Transcript
A (0:00)
Foreign.
B (0:04)
To today's sustainability podcast with Emma Harvey Smith from the Green Finance Institute. I'm delighted to have you here today, Emma, and maybe you could just start by introducing yourself and telling the audience a little bit about your background.
A (0:18)
Thank you, Paul. Really delighted to be here today. So thank you for the invitation. So, I'm Emma Harby Smith. I am Chief of Staff at the Green Finance Institute. So I work on driving the organization's delivery and ensuring that we have impact and continue to mobilise global capital towards net zero outcomes. I previously led the Green Finance Institute's Built Environment Programme, which convened over 400 experts to, you know, to develop solutions that would support investment into decarbonising homes across the uk.
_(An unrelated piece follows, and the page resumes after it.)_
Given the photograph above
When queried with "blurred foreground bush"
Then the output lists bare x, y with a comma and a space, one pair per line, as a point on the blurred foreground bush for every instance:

And prior to that, I used to work at Barclays, where I worked across a number of different roles, from debt origination and corporate banking to through to working within the mortgage business, where I first got my bug for green Finance.
B (1:04)
So you've worked both in the public sector and also private sector. What attracted you into sustainability and sustainable finance?
A (1:12)
So my background's actually as a physicist, so I'm a trained physicist. I really got a bug for understanding how our energy system worked during my academic days. And then when I moved into the banking sector, I started to see the role that finance could play in facilitating the growth ambitions of companies, but also the role it could play in helping individuals to achieve their goals and their ambitions. So it was quite natural that these two passions, science and finance, would come together around the sustainability theme. And it's really interesting to see how finance can facilitate a transition towards net zero. And I really got the bug for sustainability, as I mentioned, when I was at Barclays, where I was working alongside the Green Finance Institute's now chief executive, who was a senior banker at the time at Barclays. And we were working to understand what financial solutions could we develop that would support our clients and our customers to transition towards net zero. So I worked within a team that led the launch of the UK's first green mortgage proposition. It was the first High street bank to offer a green mortgage. And it was so interesting working through the knotty challenges that the sustainable finance landscape can present from working out what are the barriers that customers are facing when they're trying to transition? How can we pull the different financial levers and financial product design elements to provide an attractive solution? And so really, for me, the bug came from applying the rigor of finance and the rigor of science to deliver sustainable outcomes for our economy.